Prevalidated ridge regression is a highly-efficient drop-in replacement for logistic regression for high-dimensional data
Angus Dempster, Geoffrey I. Webb, Daniel F. Schmidt
TL;DR
Logistic regression requires careful hyperparameter tuning and can be computationally intensive in high dimensions, while ridge regression is fast but yields nonprobabilistic outputs. The authors propose PreVal, a ridge-based classifier whose coefficients are scaled by κ to minimise log-loss on prevalidated LOOCV predictions, effectively producing probabilistic outputs with minimal hyperparameter overhead. Through SVD preprocessing and a joint optimization over κ and λ, PreVal matches the predictive performance of regularised LR (0–1 loss and log-loss) across 273 high-dimensional datasets while achieving substantial computational speedups (up to 1000× in some settings). This makes PreVal a practical drop-in replacement for LR in applications with large p, offering efficient probabilistic predictions without extensive cross-validation or tuning.
Abstract
Logistic regression is a ubiquitous method for probabilistic classification.
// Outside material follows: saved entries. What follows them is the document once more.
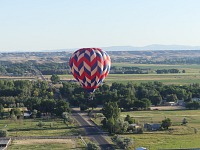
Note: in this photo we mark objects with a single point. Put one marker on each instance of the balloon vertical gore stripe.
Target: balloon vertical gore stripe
(89, 67)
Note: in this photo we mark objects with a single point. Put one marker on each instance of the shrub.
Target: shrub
(92, 146)
(40, 124)
(3, 133)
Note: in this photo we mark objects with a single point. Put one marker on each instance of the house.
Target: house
(170, 103)
(196, 99)
(152, 126)
(27, 114)
(180, 103)
(141, 148)
(133, 127)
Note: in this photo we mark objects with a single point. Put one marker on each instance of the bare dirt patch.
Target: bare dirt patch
(167, 108)
(44, 141)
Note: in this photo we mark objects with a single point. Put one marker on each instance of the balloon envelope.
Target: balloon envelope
(89, 67)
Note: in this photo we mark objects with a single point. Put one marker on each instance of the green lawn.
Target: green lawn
(46, 144)
(192, 74)
(28, 127)
(177, 137)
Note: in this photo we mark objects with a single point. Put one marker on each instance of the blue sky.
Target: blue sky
(59, 24)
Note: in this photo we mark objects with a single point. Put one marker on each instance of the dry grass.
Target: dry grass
(44, 141)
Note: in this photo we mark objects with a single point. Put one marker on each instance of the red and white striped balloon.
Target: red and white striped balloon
(89, 67)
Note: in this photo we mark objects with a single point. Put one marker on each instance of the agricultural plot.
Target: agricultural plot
(192, 74)
(46, 144)
(179, 136)
(29, 127)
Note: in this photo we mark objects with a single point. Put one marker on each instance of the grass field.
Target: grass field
(28, 127)
(178, 137)
(46, 144)
(192, 74)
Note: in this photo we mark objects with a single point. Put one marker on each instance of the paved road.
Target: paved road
(93, 132)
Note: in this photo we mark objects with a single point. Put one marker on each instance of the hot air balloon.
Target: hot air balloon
(89, 67)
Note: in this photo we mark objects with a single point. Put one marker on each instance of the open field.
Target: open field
(177, 137)
(46, 144)
(180, 79)
(28, 127)
(192, 74)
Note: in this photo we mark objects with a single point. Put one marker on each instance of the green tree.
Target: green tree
(92, 146)
(111, 110)
(3, 133)
(129, 119)
(172, 98)
(55, 78)
(166, 123)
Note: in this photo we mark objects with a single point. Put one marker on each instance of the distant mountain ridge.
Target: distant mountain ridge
(152, 47)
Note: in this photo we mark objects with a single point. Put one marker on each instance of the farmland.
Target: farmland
(192, 74)
(178, 136)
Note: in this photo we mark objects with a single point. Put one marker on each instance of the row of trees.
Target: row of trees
(127, 70)
(165, 71)
(35, 95)
(130, 96)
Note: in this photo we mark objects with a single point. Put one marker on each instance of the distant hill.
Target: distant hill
(132, 48)
(151, 47)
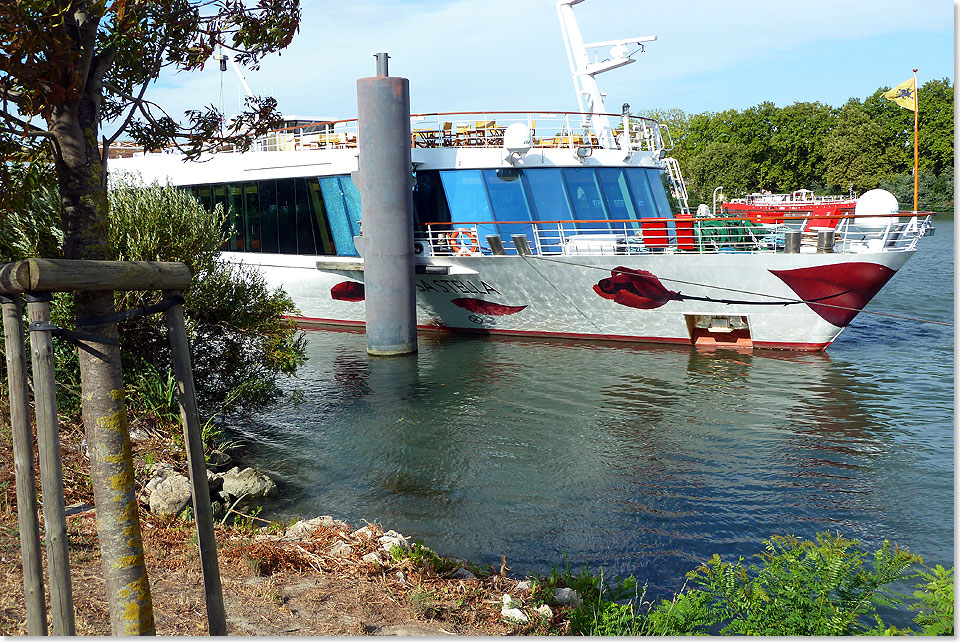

However, the effectiveness of logistic regression depends upon careful and relatively computationally expensive tuning, especially for the regularisation hyperparameter, and especially in the context of high-dimensional data. We present a prevalidated ridge regression model that closely matches logistic regression in terms of classification error and log-loss, particularly for high-dimensional data, while being significantly more computationally efficient and having effectively no hyperparameters beyond regularisation. We scale the coefficients of the model so as to minimise log-loss for a set of prevalidated predictions derived from the estimated leave-one-out cross-validation error. This exploits quantities already computed in the course of fitting the ridge regression model in order to find the scaling parameter with nominal additional computational expense.